3.2.05

A banalidade do mal

Adam Smith explicou o princípio da divisão do trabalho através do célebre exemplo da fábrica de alfinetes.

Seria igualmente possível ilustrar os ganhos de eficiência da especialização e divisão do trabalho descrevendo o modo como a Solução Final foi organizada.

Uma das inevitáveis consequências da clássica divisão do trabalho é que cada um só tem que cuidar da tarefa que lhe foi cometida. O domínio da responsabilidade do indivíduo restringe-se ao cumprimento dos objectivos específicos que a organização lhe assignou: «A minha política é o trabalho».

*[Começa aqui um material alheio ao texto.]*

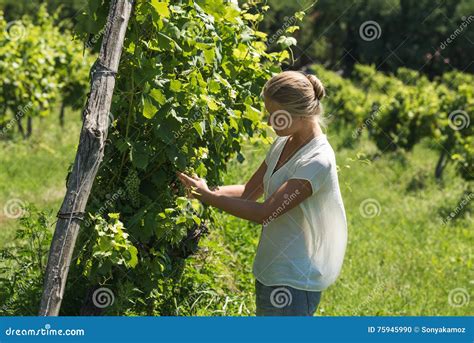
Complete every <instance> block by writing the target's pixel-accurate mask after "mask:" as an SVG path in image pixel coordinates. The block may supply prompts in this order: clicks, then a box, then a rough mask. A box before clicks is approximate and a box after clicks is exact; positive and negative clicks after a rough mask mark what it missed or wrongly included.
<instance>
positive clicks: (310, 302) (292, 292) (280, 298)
mask: <svg viewBox="0 0 474 343" xmlns="http://www.w3.org/2000/svg"><path fill="white" fill-rule="evenodd" d="M255 293H256V296H257V316H313V315H314V313H315V312H316V310H317V308H318V305H319V302H320V300H321V292H313V291H303V290H300V289H296V288H293V287H289V286H265V285H264V284H262V283H261V282H259V281H258V280H255Z"/></svg>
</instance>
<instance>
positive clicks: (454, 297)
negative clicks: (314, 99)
mask: <svg viewBox="0 0 474 343" xmlns="http://www.w3.org/2000/svg"><path fill="white" fill-rule="evenodd" d="M328 136H329V140H330V141H331V142H332V144H333V146H334V147H335V148H337V147H338V139H337V137H334V136H333V135H331V134H330V133H329V134H328ZM266 149H267V147H260V148H259V147H257V148H255V147H251V148H250V147H249V149H247V154H246V156H247V160H246V161H245V162H244V163H243V164H242V165H241V164H238V163H237V162H234V163H233V164H232V165H231V166H230V168H229V171H230V172H229V174H228V175H227V180H226V181H227V182H228V183H239V182H245V180H247V179H248V178H249V177H250V175H251V173H252V171H254V170H255V169H256V168H257V167H258V165H259V164H260V163H261V160H262V159H263V157H264V154H265V151H266ZM337 150H338V151H337V159H338V165H339V167H340V173H339V178H340V183H341V191H342V193H343V198H344V203H345V208H346V212H347V219H348V229H349V242H348V247H347V253H346V259H345V262H344V267H343V270H342V274H341V277H340V278H339V280H338V281H337V283H336V284H335V285H333V286H332V287H330V288H329V289H328V290H327V291H326V292H324V294H323V299H322V302H321V304H320V307H319V309H318V315H329V316H332V315H468V314H472V310H473V308H472V303H469V296H470V295H471V294H472V287H473V282H474V281H473V279H474V275H473V273H472V270H473V268H472V267H473V255H472V247H473V246H474V245H473V243H474V240H473V238H474V236H473V231H472V229H473V227H474V220H473V218H472V216H471V212H472V211H471V208H472V204H468V205H467V206H464V207H463V213H462V214H461V215H459V216H458V217H457V219H456V220H452V221H450V222H449V223H448V224H447V225H444V224H443V222H442V220H443V219H444V218H445V217H446V215H448V214H449V213H450V212H452V211H455V209H456V208H457V207H458V208H459V204H460V202H461V201H462V199H463V196H464V192H465V191H467V190H468V187H469V186H468V185H467V184H466V182H464V181H462V180H461V179H460V178H458V177H457V176H456V175H455V173H454V171H453V170H451V169H449V168H448V170H446V174H445V175H444V180H445V181H444V182H443V183H437V182H435V180H434V178H433V170H434V166H435V164H436V160H437V153H436V152H435V151H433V150H432V149H431V148H430V147H429V146H428V145H427V144H422V145H420V146H418V147H417V148H416V149H415V151H413V152H412V153H408V154H395V155H394V154H391V155H390V154H386V155H382V156H379V157H377V156H376V154H375V153H376V150H375V148H374V147H373V146H372V145H371V144H370V143H369V142H367V141H365V140H364V141H363V143H362V144H360V145H359V146H358V147H357V148H353V149H337ZM369 157H370V158H369ZM471 187H472V185H471ZM470 192H472V188H471V189H470ZM365 204H367V205H365ZM220 218H221V226H220V227H217V228H214V229H213V232H212V233H211V235H210V236H209V237H208V238H207V239H206V241H205V242H204V244H203V252H202V253H201V254H200V255H199V256H197V257H195V258H193V261H192V263H191V264H189V265H188V269H187V270H188V273H189V275H190V276H191V277H192V278H194V279H196V275H195V274H196V272H195V270H196V268H198V269H199V268H201V269H200V270H201V273H203V274H205V275H211V276H212V275H214V278H215V280H216V281H215V282H214V284H213V285H214V287H215V289H214V291H215V292H214V296H213V297H204V298H205V300H204V299H203V301H202V305H200V306H197V307H198V310H196V311H195V313H196V314H203V315H205V314H209V313H214V314H226V315H235V314H252V313H254V310H255V308H254V294H253V289H254V281H253V278H252V274H251V266H252V262H253V256H254V252H255V249H256V245H257V243H258V237H259V234H260V228H259V227H258V226H257V225H252V224H249V223H247V222H245V221H243V220H239V219H236V218H232V217H230V216H227V215H221V217H220ZM203 280H204V281H205V282H209V280H208V279H206V278H203ZM206 302H207V303H206ZM456 305H462V306H456ZM204 308H205V309H204ZM209 308H213V309H215V310H214V311H209Z"/></svg>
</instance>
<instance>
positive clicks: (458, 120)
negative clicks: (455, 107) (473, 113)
mask: <svg viewBox="0 0 474 343" xmlns="http://www.w3.org/2000/svg"><path fill="white" fill-rule="evenodd" d="M448 119H449V126H450V127H451V128H452V129H453V130H455V131H459V130H462V129H466V128H468V127H469V125H470V124H471V118H470V117H469V114H467V112H466V111H463V110H455V111H452V112H451V113H450V114H449V116H448Z"/></svg>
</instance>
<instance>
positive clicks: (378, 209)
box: [359, 198, 382, 218]
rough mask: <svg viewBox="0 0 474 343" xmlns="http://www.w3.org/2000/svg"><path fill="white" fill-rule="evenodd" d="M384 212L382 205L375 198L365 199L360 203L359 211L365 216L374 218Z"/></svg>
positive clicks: (362, 215)
mask: <svg viewBox="0 0 474 343" xmlns="http://www.w3.org/2000/svg"><path fill="white" fill-rule="evenodd" d="M381 212H382V206H380V203H379V202H378V201H377V200H376V199H373V198H368V199H365V200H363V201H362V202H361V203H360V205H359V213H360V215H361V216H362V217H364V218H374V217H376V216H378V215H380V213H381Z"/></svg>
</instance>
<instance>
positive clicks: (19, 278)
mask: <svg viewBox="0 0 474 343" xmlns="http://www.w3.org/2000/svg"><path fill="white" fill-rule="evenodd" d="M20 225H21V228H20V229H18V230H17V232H16V236H15V245H14V246H12V247H7V248H4V249H2V250H0V315H9V316H15V315H17V316H18V315H37V313H36V311H37V310H38V309H39V301H40V299H41V293H42V288H43V275H44V271H45V266H46V261H47V257H48V249H49V244H50V243H51V231H50V227H51V225H52V222H51V215H50V213H46V212H40V211H38V210H36V209H35V208H34V207H29V208H27V209H26V211H25V215H24V216H23V217H22V218H21V219H20Z"/></svg>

Quanto ao resto, ele não sabe nem tem que saber de nada. Limita-se a cumprir ordens, de consciência perfeitamente tranquila, porque um bom cidadão deve limitar-se a fazer o que a pátria lhe manda sem questionar o julgamento dos seus superiores.

No seu relatório sobre o julgamento de Eichmann, Hannah Arendt inventou o conceito de «banalidade do mal» para dar conta do comportamento desses milhares de funcionários que, ao organizarem e executarem o Holocausto, se teriam limitado a «cumprir ordens».

Na minha maneira de ver, porém, a verdadeira inspiração de Arendt veio de Heidegger e não de Eichmann. Concorde-se ou não com ele, Heidegger foi um dos mais destacados filósofos do século XX. Não lhe eram conhecidas fortes convicções políticas até 1934, nem sequer sentimentos anti-semitas.

Mas Heidegger revelou-se um carreirista mesquinho. Logo que Hitler subiu ao poder, ele aliou-se aos nazis para ser nomeado reitor da universidade de Friburgo e procurou tornar-se no filósofo oficial do regime. Para o conseguir deu cobertura às perseguições a estudantes e professores judeus e católicos, incluindo o seu mentor Husserl.

Depois do final da Guerra e até à sua morte, nunca manifestou qualquer sentimento de culpa e escusou-se sempre a condenar sem ambiguidades o nazismo.

Este e milhões de outros casos ilustram na perfeição como se pode fazer o mal por mera omissão ou inércia.

Estas pessoas não foram, em geral, ameaçadas nas suas vidas nem na sua liberdade. Deixaram-se levar pela onda por preguiça, inércia, comodidade, ambição ou cobardia extrema.

Antes e depois dos acontecimentos, arranjaram sempre desculpas convenientes para não verem, não quererem saber, não se envolverem, não tomarem posição.

Morreram quase todas de consciência tranquila.